Maybe, if you're lucky, you can shove that god-awful gift that life gave you far underneath the bed or back behind all the too small jeans left in your closet, but one day when you're cleaning out the dust bunnies and the clothes that don't fit, you're gonna find it again. It'll be back in that rusty stain on your pillow case and the broken pencil that still rolls around on your desk. You'll catch little glimpses of it when you fill your car with gas and when you wake up with the wrinkled sheets imprinted on your cheek, just like you did the day you received the gift. Maybe you see it a little less often and you don't hate it quite as much, but you can't get it of it, either. It's always there.
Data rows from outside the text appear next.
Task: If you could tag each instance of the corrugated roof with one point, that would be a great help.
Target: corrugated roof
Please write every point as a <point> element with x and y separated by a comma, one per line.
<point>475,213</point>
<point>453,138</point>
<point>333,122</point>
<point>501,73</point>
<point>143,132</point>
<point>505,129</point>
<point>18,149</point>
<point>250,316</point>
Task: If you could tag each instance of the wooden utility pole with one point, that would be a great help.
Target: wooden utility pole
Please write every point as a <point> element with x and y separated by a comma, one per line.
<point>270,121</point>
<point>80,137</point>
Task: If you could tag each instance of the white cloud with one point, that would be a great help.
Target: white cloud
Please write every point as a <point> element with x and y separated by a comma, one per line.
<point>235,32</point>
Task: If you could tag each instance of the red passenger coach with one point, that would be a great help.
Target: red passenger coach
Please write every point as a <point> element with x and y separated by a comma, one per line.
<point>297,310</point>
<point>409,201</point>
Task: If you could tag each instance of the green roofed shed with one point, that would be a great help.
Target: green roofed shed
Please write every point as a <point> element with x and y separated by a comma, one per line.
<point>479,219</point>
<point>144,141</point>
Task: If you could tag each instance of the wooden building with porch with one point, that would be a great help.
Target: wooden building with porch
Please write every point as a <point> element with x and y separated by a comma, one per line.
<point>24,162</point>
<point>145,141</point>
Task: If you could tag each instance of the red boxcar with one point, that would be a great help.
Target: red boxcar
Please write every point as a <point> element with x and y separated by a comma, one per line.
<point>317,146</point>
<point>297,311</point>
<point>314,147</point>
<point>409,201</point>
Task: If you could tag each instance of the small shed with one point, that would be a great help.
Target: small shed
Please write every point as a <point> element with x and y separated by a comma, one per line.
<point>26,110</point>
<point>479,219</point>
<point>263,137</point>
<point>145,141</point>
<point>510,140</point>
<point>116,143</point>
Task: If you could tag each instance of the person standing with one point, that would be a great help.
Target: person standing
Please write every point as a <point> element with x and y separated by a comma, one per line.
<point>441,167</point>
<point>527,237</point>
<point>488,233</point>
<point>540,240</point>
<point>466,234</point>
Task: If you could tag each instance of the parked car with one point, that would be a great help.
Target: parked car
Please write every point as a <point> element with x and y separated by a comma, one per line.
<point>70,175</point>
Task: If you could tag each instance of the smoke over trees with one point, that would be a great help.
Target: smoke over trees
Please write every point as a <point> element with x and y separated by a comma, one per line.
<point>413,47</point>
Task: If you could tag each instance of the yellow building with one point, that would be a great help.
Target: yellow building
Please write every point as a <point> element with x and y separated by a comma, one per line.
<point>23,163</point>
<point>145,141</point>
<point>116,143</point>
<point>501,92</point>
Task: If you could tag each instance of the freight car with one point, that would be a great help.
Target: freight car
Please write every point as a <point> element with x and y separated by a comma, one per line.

Then, one day, after you've been hating the gift for so long that you don't think that you can make it through one more day of seeing the blood stain and the pencil and that stupid gas station, you get a new gift.

Maybe this time the gift that you get is a person, and gradually the things that make your lip quiver and your eyes fill with angry tears are turned into things that make you think of them. Suddenly, your new gift is driving you home in the dark and showing up at work to bring you lunch. They're sitting in the passenger seat of your car when you get gas and one day you look up to find them leaning over your desk, writing with the good end of the pencil you once snapped in half out of frustration. You wake up in the mornings to find them sleeping between your sheets, their head resting on a pillow with a stain from your favorite chocolate ice cream, and not blood. Without even knowing what they were doing, they helped you shove the old gift back underneath the bed.

The only problem is that when you opened the most incredible gift life ever gave you, you got opened as a gift, too, and with a receipt taped inside the box. It doesn't seem very likely that you're going to get exchanged for a better gift, but a big part of you can't help but worry that you'll be taken back to the store.

You really, really hope that you don't get taken back to the store, because every breath that is in the lungs of the best gift you ever got is like another little gift.